Automatically classify images with Microsoft Cognitive Service — Vision API

Rajesh Sitaraman
Aug 9 · 3 min read


Let’s see how to automatically classify an image uploaded to the SharePoint library. We will add tags and descriptions as metadata to any image which is getting uploaded to the SharePoint library using one of the Microsoft Cognitive Services, Computer Vision API. It will analyze the image and provide us a full-sentence description of the image, and generate tags related to the objects in the image.

For events handling we will be using Microsoft Flow, which will be triggered on file upload or modify and invoke the Vision API to get the caption and tags and then store this information like tags and description properties of the image in SharePoint.
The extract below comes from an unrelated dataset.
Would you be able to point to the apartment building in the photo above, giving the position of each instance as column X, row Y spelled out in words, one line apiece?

Let’s start with creating Computer Vision API,

Azure Cognitive Service: Computer Vision API

  1. Login to your Azure subscription.
  2. Create a new resource, search for Computer Vision.
  3. Provide the required details like name, location, pricing, and resource group.
  4. Once the resource is successfully deployed, grab the key and endpoint URL from the “Quickstart” section, we need this information later when we establish the connection from the Flow.

SharePoint Online

We can use a document library or Pictures Library to associate the Flow. By default, the Pictures Library provides the required metadata columns like description and Keywords. In the case of the document library, you need to explicitly add the columns.
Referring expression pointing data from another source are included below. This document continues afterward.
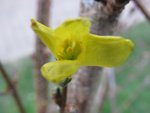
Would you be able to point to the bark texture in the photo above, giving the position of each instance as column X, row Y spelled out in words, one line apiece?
column 41, row 57
column 103, row 15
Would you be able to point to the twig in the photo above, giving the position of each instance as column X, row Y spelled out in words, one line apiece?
column 14, row 92
column 60, row 98
column 41, row 57
column 64, row 99
column 104, row 18
column 143, row 9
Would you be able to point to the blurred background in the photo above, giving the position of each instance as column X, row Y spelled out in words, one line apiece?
column 17, row 44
In case if you want the metadata to be searchable, make sure to site columns instead of the library columns.

Microsoft Flow

  1. Flow is configured to trigger on a file created or modified event.
  2. Checks whether the uploaded file is an image by checking the file extensions.
  3. Gets the file content of the image and passes it to the Computer Vision API endpoint.
  4. Parse the output JSON from the Vision API, and use the caption as description and tags as keywords and update the file properties.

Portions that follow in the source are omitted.